Figure 1 (above) shows the plant’s effluent TSS concentrations since the BioMag system was operational. Effluent TSS concentrations have ranged from 1 to 7 mg/L TSS, with an average effluent TSS concentration of 2.9 mg/L, indicating excellent and consistent treatment overall. With the low TSS performance, the BOD5 concentrations have also performed well as those concentrations range from 1 mg/L to 9 mg/L, with an average of 2.7 mg/L.
The TN removed is enhanced through carbon addition and has averaged 2.9 mg/L average daily effluent TN since this has come online. Figure 2 (page 28) walks through the reduction in TN with the commencement of the new system, charging the system with magnetite, and the addition of a glycerin-based carbon source.
While the main goal of implementing the BioMag system at the Marlay-Taylor Facility was to remove phosphorous, the reduction in TSS in effluent has also improved TP in the effluent.
The Marlay-Taylor Water Reclamation facility is one of the first full-scale BioMag systems with anaerobic digestion. As a result, there have been interesting findings around the destruction of volatile solids. While the majority of magnetite is returned back to the activated sludge process, there is a small fraction that makes its way past the recovery drums with the waste activated sludge. The plant has observed upwards of a 10% increase in volatile solids reduction, since the BioMag system came online.
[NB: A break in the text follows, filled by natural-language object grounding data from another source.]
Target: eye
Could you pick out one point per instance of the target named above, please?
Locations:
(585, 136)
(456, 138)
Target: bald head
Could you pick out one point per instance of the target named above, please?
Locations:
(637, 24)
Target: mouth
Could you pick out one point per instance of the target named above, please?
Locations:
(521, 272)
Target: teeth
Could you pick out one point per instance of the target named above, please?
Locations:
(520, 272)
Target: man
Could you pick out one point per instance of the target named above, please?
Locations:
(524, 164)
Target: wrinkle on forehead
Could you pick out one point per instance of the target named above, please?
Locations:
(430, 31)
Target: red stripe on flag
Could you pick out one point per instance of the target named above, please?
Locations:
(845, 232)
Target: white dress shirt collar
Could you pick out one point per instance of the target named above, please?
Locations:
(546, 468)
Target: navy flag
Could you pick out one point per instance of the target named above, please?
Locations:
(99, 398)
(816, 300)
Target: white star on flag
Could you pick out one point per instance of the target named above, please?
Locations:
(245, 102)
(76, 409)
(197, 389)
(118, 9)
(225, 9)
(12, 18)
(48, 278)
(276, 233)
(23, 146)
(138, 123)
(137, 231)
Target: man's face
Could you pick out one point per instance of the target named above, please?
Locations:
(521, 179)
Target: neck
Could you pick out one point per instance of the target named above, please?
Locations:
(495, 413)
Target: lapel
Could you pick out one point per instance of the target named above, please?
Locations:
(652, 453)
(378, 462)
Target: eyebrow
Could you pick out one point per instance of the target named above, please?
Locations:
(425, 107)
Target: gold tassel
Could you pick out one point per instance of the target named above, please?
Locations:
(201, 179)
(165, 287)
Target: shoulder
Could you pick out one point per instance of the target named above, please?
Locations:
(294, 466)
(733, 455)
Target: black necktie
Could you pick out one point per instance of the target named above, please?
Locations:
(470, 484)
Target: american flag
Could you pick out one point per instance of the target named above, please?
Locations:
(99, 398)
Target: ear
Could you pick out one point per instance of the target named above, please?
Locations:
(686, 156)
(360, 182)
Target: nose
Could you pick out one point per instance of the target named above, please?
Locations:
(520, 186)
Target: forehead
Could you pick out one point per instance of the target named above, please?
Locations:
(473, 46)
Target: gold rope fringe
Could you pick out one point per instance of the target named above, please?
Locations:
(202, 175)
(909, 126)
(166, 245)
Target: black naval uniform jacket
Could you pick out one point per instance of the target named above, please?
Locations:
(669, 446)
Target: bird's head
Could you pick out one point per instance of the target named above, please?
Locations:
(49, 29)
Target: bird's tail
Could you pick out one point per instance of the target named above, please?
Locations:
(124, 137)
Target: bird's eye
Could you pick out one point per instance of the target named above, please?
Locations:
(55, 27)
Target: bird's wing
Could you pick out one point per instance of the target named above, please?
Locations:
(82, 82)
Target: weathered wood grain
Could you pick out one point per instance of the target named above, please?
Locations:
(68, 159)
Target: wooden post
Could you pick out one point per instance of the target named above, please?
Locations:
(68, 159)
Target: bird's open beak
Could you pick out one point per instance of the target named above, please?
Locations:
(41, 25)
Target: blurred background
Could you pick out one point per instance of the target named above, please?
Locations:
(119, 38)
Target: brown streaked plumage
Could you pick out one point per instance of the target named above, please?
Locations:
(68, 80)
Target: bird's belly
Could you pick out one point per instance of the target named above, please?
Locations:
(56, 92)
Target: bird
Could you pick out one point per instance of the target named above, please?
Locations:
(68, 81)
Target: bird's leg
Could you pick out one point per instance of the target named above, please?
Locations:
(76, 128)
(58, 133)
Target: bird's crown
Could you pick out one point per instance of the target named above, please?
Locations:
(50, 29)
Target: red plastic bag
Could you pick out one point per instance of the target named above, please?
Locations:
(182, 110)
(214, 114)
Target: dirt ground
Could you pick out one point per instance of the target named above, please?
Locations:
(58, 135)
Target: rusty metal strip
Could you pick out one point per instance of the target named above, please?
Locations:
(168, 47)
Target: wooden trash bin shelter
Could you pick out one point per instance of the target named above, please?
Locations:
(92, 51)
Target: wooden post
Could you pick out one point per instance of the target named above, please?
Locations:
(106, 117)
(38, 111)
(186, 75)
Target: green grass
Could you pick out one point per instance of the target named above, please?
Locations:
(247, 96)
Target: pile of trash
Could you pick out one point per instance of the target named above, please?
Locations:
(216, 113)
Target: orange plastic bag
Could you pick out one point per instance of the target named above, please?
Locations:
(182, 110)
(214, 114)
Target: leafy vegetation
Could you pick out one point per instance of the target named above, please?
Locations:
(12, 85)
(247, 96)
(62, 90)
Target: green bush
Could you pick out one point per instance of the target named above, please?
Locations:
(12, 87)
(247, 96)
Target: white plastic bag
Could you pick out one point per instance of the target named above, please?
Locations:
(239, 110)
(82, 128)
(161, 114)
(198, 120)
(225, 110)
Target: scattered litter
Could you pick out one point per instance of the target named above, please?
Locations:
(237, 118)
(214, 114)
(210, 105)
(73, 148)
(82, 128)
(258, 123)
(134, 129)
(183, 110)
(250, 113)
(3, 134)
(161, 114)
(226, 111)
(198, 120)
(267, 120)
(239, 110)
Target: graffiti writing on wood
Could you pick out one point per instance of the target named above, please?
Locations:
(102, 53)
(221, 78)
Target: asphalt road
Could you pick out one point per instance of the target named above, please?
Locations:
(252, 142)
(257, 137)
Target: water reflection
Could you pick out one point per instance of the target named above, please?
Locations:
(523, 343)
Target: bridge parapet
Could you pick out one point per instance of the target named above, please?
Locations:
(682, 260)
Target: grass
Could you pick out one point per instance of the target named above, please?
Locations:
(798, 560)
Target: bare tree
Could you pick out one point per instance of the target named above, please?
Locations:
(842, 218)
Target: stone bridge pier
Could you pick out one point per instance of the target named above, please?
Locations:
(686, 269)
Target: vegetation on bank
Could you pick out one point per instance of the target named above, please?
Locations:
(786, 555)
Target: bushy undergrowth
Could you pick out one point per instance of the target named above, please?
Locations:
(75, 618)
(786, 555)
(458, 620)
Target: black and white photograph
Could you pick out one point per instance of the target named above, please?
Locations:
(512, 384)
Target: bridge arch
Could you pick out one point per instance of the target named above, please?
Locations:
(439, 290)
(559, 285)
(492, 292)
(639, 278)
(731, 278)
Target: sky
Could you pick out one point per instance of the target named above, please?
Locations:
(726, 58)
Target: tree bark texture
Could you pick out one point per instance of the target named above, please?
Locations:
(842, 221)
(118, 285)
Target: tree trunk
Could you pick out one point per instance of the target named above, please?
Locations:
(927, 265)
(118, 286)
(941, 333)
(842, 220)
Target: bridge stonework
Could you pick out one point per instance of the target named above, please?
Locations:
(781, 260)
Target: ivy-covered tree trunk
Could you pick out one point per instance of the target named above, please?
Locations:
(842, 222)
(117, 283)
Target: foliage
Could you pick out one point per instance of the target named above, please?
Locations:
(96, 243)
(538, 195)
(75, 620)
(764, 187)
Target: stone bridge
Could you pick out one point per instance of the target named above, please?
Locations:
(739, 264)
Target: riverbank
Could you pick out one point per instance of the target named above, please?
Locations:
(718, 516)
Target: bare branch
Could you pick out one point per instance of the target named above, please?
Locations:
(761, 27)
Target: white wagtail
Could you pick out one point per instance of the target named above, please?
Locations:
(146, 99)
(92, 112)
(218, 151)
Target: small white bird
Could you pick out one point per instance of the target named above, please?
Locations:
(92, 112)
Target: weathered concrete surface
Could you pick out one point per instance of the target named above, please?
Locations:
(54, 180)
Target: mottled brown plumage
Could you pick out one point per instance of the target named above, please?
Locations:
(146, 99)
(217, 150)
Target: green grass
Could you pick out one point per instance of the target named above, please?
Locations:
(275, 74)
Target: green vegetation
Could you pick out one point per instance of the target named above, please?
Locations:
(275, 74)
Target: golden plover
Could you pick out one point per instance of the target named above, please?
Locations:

The upgrade of the Marley-Taylor Water Reclamation facility has allowed the plant to achieve ENR standards (i.e. the tighter 5 ppm BOD, 5 ppm TSS, 3 ppm TN, 0.3 ppm TP effluent limits). In the past, storm flows would have created and led to deteriorating water quality. Since the BioMag system upgrade, the plant has pushed the average daily secondary clarifier surface overflow rate up to 1,300 gallons per day per square foot while maintaining effluent limits. Additionally, the BioMag system has allowed for stable operation across the wide range of flows the plant encounters.